Exit polls showed that among Latinos, 78 percent of women and 70 percent of men voted for Carmona, who is Hispanic. In total, Hispanic voters made up 19 percent of the electorate in Arizona.
Immigration is a huge issue in Arizona, and Latino opinions there reflect that. Immigration was the top issue for Hispanic voters in Arizona, according to a poll conducted last month by the immigration advocacy group America’s Voice, while jobs and the economy ranked a close second. That differs from the opinion of Hispanics nationwide. According to the Pew Hispanic Center, Latinos care more about jobs and the economy, education, and health care than immigration.
Flake is no stranger to immigration as an issue. He has worked on legislation for years with Sen. John McCain, R-Ariz. Like McCain, Flake retreated in 2010 from his previous support for a path to citizenship for undocumented immigrants, saying it was politically impossible to pass such a bill. Carmona, on the other hand, said he supported a path to citizenship and the Dream Act to legalize undocumented youths.
Flake and Carmona were vying to fill the seat being vacated by Sen. Jon Kyl, R-Ariz., an unadulterated conservative who served for 18 years in the Senate. If voters were looking to replace Kyl with a like-minded conservative, Flake was clearly their man. He earned his reputation in the House for a dogged fight against “earmarks” at a time when few elected officials worried about special payouts to certain districts for the sake of buying votes.
Flake is popular in Arizona. His unyielding campaign against earmarks, at times in conflict with Republican House leaders, earned him points with the nonconformist attitude that exudes from voters in the state. Flake is also a Mormon, which guaranteed him the lion’s share of the Mormon votes in Arizona, which was 11 percent of the total in 2008.
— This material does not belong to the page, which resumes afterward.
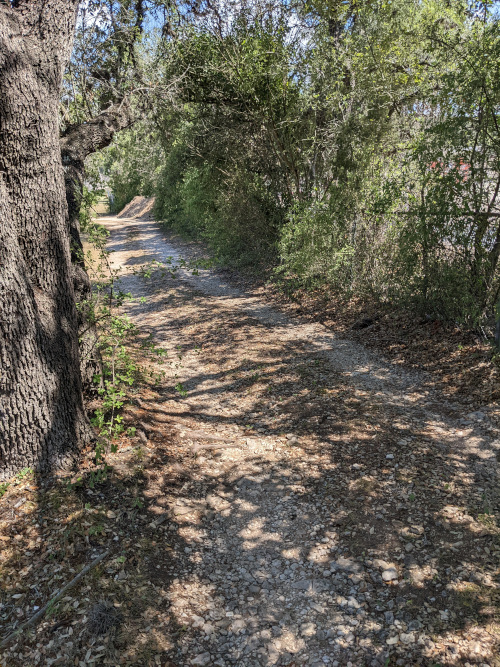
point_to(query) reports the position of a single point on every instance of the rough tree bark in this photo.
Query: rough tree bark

But Carmona was no slouch. He has an impressive—dare we say manly?—resume. He is a military veteran and has 25 years in Pima County Sheriff’s Department as a SWAT team leader and trauma surgeon. That was before he became U.S. surgeon general, when he butted heads with the Bush administration over stem cells, emergency contraception, and sex education. His official bio includes this nugget: “In 1992, he rappelled from a helicopter to rescue a paramedic stranded on a mountainside when their medevac helicopter crashed during a snow storm, inspiring a made-for-TV movie.” You can’t make that stuff up.
Unfortunately for Carmona, he also has a reputation for being a loose cannon and having trouble with women. He didn’t help that image in a televised debate in which he told a male moderator that he was “prettier” than CNN’s Candy Crowley, who aggressively moderated the second presidential debate between President Obama and Republican challenger Mitt Romney. “Not sure how to take that,” said Channel 12 news anchor Brahm Resnik.
Flake was not shy about exploiting Carmona’s questionable reputation with a hard-hitting ad featuring his female former boss at the Health and Human Services Department, who talked about Carmona’s anger issues and said he was not fit for the Senate. Carmona denied the allegations and said Flake was resorting to the low-blow campaign tactic as a last resort because he was losing in the polls.
Correction: A previous version of this article misstated the title of Rep. Jeff Flake, R-Ariz.